Arvel looked Rain in the eye and said, “I’ll take responsibility for her.”

Rain clenched her fists tight and asked, “Why?!”

Arvel opened his mouth to respond, but he was interrupted.

“Arvel,” Lunette said as she approached them, walking off the gravel road and through the dry grass, carrying a spear low at her side, “Frederik told me.”

“We got it handled,” Arvel said, looking over his shoulder at her and waving a hand, “It ain’t a problem right now, and I’m gonna watch to make sure it don’t turn into one.”

“Hmm,” Lunette grunted, brow furrowing.

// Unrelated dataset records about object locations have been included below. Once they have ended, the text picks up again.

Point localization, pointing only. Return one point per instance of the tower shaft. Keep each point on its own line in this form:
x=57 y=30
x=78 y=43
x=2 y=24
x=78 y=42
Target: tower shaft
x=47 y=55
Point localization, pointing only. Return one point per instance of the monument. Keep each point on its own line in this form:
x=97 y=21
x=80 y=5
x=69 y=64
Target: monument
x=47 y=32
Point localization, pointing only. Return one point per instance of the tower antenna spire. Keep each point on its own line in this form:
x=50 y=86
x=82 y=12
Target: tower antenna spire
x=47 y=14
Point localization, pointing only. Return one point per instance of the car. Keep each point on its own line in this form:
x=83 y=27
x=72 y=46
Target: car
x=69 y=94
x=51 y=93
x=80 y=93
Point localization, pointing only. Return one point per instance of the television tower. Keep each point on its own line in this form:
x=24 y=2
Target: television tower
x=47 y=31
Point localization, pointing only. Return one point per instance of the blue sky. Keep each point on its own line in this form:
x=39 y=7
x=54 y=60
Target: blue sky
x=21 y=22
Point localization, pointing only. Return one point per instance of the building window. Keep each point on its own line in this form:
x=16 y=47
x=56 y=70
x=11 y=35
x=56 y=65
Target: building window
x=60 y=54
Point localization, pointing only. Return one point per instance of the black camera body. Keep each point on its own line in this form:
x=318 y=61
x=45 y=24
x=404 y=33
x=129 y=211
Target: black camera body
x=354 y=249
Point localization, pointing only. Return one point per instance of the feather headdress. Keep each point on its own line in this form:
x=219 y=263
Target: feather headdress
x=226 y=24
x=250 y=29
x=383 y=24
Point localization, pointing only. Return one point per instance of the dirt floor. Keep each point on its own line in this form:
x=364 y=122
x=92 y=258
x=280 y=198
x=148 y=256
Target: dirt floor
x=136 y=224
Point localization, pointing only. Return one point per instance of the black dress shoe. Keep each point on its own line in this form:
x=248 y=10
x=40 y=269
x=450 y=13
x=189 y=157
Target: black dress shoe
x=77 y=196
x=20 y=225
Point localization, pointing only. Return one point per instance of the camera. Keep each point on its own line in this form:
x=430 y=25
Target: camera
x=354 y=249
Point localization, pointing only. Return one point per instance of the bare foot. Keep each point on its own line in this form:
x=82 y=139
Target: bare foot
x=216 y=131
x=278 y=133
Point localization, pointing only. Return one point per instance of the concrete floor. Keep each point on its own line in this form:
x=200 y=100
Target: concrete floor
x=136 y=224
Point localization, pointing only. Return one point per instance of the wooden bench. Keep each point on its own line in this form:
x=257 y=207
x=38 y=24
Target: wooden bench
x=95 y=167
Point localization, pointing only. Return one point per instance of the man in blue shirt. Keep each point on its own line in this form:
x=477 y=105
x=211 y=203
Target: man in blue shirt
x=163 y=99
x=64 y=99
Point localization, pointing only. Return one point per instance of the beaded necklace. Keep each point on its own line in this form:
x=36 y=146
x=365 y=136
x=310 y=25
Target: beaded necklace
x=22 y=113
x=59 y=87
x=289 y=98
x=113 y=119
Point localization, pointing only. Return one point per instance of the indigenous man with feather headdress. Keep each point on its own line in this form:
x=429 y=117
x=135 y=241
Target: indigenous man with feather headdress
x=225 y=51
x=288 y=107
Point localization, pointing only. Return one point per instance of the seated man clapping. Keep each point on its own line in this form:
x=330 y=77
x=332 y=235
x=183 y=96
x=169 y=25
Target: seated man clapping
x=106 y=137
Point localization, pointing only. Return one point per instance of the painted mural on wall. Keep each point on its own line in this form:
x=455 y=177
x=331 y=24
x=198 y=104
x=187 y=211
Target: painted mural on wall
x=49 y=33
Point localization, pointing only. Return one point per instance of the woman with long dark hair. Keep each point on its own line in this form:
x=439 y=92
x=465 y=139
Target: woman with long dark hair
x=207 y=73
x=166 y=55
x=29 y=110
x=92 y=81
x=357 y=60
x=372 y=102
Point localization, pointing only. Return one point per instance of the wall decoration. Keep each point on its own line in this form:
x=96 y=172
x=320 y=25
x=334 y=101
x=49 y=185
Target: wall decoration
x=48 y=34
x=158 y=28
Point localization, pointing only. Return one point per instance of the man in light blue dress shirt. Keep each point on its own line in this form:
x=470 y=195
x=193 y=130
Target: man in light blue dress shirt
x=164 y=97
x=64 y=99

She then gave Arvel a firm nod and said, “I don’t trust her, and I don’t know what she could’ve said to convince you to let her stay, but I do trust you.”

“She didn’t do anything to convince him,” Rain said, gripping her apron tight in her hands, “She hasn’t done anything to make amends. Nothing to deserve being given another chance.”

Arvel looked back at Rain and glared sharply at her, asking, “Are you really gonna be the one to argue that people don’t deserve second chances?”

Rain was taken aback, her mouth slack in shock for a moment. She looked past Arvel at Lunette, who only looked away quietly. She then looked at Arvel again and said, “I do not believe that’s fair!”

“What Melodia did was awful,” Arvel said, “But you either believe people can change, or you don’t.”

“She isn’t a person!” Rain shouted back at him.

“My lady!” Lunette snapped sharply.

Rain startled, and looked at Lunette, who appeared tense.

“This conversation is unsuited to this place,” Lunette said, “Nor is it suited to such hot tempers. I’m going to walk you home.”

“I still have laundry to finish,” said Rain.

“I’m walking you home,” Lunette repeated firmly, turning to walk back toward the gravel road.

Rain watched Lunette walking away, before beginning to follow after her. As she passed by Arvel, she looked up at him, but he didn’t meet her gaze.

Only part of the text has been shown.